Выбрать главу

― Артур, прости! – вскрикнула неожиданно для всех, а, пожалуй, и для себя самой, Анна Львовна, однако вполне искренне. Она встала, намереваясь, подойти к нему, но он остановил её жестом.

― Но в то время он и его доктор Алла Ильинична, практически восстановили мой рухнувший в одночасье детский мир! Создали иллюзию, что, как будто, ничего не случилось… Матушку я хорошо помню, особенно по её замечательному портрету маслом, заказанным отцом у художника Р. Вы не любили отца и его доктора, которая, как я понимаю, стала в ту пору его сожительницей. Но вы же сами знаете, как отцу было тяжело после смерти второй жены, которую он, кажется, не могу знать достоверно, любил больше первой, то есть вашей матушки, во всяком случае, очень сильно. Могу ли я судить его? И кто из нас без греха? Я могу судить лишь себя! Я не был хорошим сыном. Я уехал в Америку, когда отец тяжело болел. Я же не знал, что он был здоров, как утверждает Анна, но я был крайне эгоистичен и видел лишь свои интересы. По отношению к нему, на его взгляд, я выглядел просто предателем.

― Ты прав, брат! Мы все эгоистичны! Мы были настолько ослеплены нашим горем, ранней смертью нашей мамы, так злы на отца за его шаг с женитьбой, так долго и глупо оберегали, в кавычках, эту дурную память, не в силах простить и забыть, что не видели, да и не хотели видеть его глубочайшей трагедии. Всё перехлестнулось, смешалось… Наши личные чувства, смерть двух мам, твоё рождение, и наше чувство какой–то покинутости, даже беспризорности… Да, да! Странно звучит, но именно это чувство было у нас, помнишь, Анечка? – Генрих Львович встал и подошел к сестре,– Поэтому мы и к тебе относились, я готов признать, с прохладцей. Не знаю, что ты помнишь из того времени совместной жизни с нами под одной крышей, но мы с Аней скоро поступили в университеты и оставили отчий дом, а значит и тебя.
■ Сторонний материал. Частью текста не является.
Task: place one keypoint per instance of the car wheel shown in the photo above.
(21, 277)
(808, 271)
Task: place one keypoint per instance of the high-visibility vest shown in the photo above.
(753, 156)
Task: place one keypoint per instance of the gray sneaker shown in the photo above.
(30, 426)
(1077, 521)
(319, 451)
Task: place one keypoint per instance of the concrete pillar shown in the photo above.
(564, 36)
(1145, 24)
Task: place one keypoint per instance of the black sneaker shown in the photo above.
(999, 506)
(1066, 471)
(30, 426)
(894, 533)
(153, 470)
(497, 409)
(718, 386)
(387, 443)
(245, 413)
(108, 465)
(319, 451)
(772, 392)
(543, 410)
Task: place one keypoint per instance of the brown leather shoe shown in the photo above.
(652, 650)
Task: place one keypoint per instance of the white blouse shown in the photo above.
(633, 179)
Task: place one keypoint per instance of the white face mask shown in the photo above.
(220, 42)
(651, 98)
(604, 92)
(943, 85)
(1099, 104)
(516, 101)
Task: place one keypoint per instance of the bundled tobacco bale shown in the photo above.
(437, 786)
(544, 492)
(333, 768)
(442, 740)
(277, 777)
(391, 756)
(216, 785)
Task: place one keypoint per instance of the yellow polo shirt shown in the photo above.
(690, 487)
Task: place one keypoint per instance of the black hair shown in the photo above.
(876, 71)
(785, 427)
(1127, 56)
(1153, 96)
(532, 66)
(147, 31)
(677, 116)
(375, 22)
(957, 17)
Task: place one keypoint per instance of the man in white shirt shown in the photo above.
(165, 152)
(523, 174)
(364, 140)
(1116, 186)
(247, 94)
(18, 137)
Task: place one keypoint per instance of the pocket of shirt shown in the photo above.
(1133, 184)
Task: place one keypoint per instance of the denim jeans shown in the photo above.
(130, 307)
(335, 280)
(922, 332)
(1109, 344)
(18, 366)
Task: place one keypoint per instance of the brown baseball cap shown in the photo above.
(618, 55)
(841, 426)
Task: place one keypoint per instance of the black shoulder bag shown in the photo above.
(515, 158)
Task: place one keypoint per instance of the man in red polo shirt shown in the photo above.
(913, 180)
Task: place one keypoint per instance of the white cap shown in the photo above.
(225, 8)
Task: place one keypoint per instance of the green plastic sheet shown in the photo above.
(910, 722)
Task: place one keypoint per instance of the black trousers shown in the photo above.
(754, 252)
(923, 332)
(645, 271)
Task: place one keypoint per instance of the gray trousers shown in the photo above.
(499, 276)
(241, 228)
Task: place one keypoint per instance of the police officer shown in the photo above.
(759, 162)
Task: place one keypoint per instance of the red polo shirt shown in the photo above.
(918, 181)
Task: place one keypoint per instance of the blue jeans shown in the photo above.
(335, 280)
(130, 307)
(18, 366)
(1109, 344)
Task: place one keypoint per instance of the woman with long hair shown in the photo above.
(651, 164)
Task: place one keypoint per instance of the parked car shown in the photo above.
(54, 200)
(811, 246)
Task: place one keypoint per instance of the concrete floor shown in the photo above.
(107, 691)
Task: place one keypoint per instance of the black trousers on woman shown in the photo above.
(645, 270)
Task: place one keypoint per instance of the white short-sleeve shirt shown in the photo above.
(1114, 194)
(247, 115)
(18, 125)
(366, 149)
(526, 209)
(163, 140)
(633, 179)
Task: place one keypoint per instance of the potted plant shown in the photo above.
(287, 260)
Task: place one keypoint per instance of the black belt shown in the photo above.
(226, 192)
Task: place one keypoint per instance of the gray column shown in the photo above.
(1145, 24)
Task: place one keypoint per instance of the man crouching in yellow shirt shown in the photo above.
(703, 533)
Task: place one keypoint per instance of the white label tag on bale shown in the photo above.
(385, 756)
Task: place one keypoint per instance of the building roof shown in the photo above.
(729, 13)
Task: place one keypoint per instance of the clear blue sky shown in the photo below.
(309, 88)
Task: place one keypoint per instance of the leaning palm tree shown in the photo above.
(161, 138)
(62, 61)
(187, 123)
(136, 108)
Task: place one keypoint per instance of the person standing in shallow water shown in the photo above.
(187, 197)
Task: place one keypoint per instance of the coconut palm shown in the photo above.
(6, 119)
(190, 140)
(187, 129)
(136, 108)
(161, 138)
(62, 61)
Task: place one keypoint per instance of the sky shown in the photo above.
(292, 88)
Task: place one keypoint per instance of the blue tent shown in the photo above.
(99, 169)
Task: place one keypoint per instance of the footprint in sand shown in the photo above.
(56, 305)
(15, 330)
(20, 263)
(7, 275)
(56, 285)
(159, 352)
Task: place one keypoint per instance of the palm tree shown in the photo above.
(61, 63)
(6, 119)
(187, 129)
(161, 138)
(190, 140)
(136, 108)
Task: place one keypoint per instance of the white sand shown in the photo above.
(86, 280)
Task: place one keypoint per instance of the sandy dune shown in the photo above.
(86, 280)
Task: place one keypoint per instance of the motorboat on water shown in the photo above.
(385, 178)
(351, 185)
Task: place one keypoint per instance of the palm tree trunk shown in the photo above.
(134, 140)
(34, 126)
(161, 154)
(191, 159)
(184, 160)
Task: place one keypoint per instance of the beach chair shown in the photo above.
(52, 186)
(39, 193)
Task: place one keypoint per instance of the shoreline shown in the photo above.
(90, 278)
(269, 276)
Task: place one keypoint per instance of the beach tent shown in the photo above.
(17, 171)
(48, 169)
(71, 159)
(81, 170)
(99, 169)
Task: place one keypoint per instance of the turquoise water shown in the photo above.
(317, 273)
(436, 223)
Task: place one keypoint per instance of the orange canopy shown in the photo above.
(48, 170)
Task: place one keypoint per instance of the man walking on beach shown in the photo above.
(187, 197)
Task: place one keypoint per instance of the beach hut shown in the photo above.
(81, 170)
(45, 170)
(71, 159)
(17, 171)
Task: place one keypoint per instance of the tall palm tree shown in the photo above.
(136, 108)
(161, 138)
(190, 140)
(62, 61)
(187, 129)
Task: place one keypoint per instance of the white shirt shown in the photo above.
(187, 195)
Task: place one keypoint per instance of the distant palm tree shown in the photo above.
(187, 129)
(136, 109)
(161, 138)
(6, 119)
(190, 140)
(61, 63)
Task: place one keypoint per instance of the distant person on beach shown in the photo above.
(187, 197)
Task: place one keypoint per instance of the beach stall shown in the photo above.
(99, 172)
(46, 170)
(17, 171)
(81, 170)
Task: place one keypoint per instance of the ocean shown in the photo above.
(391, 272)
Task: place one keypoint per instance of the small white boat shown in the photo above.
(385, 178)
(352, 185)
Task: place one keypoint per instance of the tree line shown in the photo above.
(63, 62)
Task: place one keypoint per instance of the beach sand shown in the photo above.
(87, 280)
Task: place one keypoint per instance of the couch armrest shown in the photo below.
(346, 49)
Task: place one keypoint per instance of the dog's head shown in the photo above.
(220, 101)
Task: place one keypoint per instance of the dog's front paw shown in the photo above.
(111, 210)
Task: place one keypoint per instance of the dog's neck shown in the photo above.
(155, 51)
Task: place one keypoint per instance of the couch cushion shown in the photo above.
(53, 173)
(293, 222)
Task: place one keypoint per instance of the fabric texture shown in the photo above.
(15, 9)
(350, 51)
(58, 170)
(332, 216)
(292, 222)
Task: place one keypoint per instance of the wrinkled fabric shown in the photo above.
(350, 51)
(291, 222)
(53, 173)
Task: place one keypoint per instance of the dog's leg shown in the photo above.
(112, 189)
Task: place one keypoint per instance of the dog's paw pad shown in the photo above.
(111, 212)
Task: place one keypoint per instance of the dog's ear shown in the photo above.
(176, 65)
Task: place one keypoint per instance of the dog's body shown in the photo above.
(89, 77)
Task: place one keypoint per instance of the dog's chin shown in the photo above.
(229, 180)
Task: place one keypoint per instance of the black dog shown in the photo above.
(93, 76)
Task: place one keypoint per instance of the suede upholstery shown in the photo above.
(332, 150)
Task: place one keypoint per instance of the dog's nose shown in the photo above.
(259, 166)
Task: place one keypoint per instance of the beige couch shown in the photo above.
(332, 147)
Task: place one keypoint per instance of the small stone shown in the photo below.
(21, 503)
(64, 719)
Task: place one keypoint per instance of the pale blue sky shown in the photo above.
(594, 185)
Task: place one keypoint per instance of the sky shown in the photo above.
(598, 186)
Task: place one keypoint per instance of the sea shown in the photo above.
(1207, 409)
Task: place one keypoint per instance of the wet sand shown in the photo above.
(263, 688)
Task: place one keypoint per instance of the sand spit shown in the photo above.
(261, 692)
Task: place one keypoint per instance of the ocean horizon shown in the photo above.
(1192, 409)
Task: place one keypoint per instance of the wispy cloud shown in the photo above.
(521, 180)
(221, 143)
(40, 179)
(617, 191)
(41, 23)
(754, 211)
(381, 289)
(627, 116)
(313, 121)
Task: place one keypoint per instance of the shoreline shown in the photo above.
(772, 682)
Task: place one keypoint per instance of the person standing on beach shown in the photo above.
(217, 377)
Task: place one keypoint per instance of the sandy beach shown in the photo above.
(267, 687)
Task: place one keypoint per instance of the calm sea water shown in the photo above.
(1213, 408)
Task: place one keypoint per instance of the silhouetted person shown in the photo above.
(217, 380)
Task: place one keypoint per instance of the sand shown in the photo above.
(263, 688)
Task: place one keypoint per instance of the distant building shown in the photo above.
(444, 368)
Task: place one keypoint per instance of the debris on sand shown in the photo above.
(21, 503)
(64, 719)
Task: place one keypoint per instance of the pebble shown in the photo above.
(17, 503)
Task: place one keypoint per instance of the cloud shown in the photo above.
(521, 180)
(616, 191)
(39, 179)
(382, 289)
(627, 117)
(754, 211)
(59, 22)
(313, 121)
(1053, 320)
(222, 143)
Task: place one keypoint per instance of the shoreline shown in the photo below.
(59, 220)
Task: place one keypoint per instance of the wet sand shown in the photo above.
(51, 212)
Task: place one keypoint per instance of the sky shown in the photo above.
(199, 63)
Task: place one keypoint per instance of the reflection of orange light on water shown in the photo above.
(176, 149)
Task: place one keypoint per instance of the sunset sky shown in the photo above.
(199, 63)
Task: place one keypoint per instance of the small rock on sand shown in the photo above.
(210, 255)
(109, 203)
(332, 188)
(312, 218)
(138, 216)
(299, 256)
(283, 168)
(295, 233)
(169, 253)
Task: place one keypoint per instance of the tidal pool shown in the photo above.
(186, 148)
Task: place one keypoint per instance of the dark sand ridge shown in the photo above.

Так, что связь между нами стала совсем поверхностной. Только позже, буквально накануне твоего отъезда в Америку, мы с тобой сблизились, и я был безумно рад этому.

― И я, Генрих.

― Ну и хорошо! Значит примирение! – захлопал своими крупными ладонями солидный Григорий Павлович, – Но теперь, господа, самое время решить что делать? Ты нашел Бергмана, Генрих?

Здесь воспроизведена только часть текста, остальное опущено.